Biopsy needle adjustments require CT scans to determine whether the angle and depth are adjusted correctly, so an increased number of CT scans was associated with an increased number of needle adjustments. With the assistance of a 3D-printed coplanar puncture template, the number of biopsy needle adjustments is significantly reduced, avoiding more iatrogenic radiation CT scans for patients.
The average surgical time in the 3D-PCT group was significantly greater than that in the Free-hand group, which was due to the increased time requirement for prepuncture preparation, including installation of the navigation system and 3D-PCT and fixed needle use, in the 3D-PCT group.
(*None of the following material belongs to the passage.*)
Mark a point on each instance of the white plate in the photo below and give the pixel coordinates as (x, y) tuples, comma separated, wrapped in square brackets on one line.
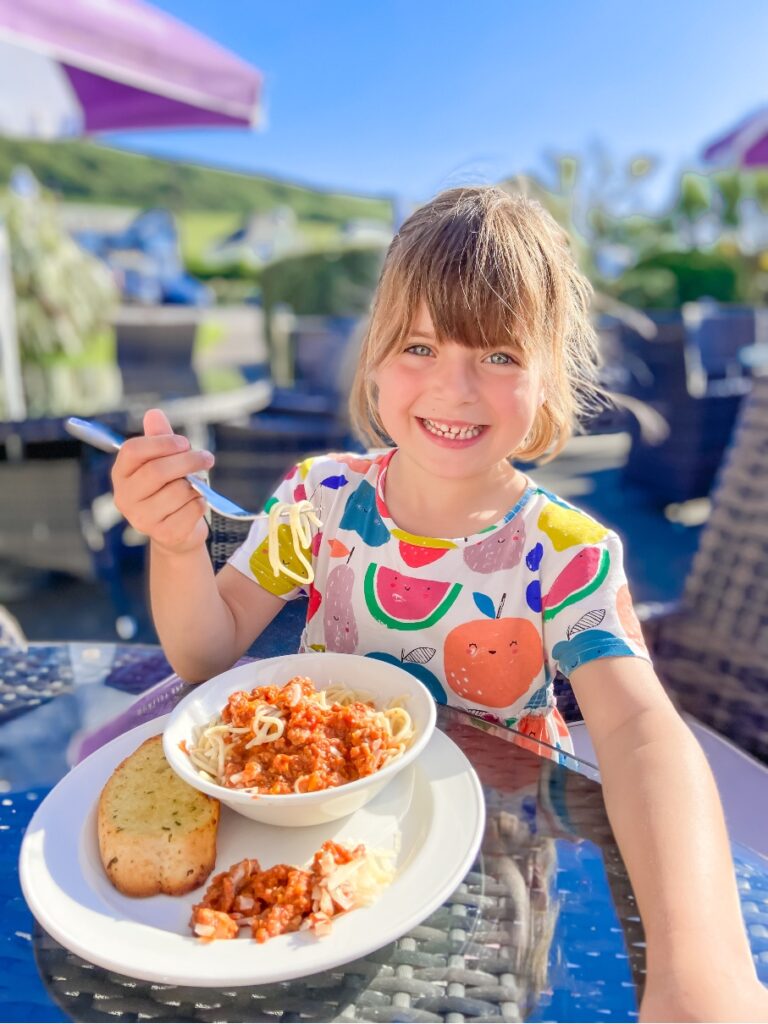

The cost of surgery for each patient in the 3D-PCT group was 3590 Yuan equally, and that in the Free-hand group was 2100 Yuan, thus, 3D-PCT assisted percutaneous slightly increased the economic burden of patients.
The use of ROSE for triaging biopsy specimens has been encouraged by many scholars. For example, Collins et al. [28] showed that the ROSE service can improve cell block quality, thereby providing better utilization for IHC assessment and for IHC testing in positive diagnostic category cases. Fetzer et al. [29] concluded that ROSE can prioritize the management of tissue specimens to maximize tissue preservation and minimize waste. Nasuti JF et al.[30] demonstrated that ROSE can be beneficial in facilitating rapid clinical decisions and triaging specimens for ancillary studies. In our institution, ROSE is routinely used in CNB procedures. Interventional radiologists decide to rebiopsy based on the ROSE interpretation and triage the specimens, especially for preliminary diagnosis of malignant tumors or special infections (e.g., tuberculosis, Aspergillus, Cryptococcus neoformans) by ROSE. Based on our long-term practical experience, we believe that the application of ROSE for the triage of CNB biopsy specimens can prioritize the management of tissue materials for patients, minimize specimen storage, and play a role in precise diagnosis.
In conclusion, although 3D-PCT-assisted CT-guided percutaneous CNBs can increase the diagnostic rate, it will also bring more complications and increase the economic burden of patients. Therefore, whether 3D-printed Coplanar Puncture Template-assisted CT-guided percutaneous core needle biopsy of small (≤ 20 mm) pulmonary nodules should be clinically promoted requires comprehensive consideration.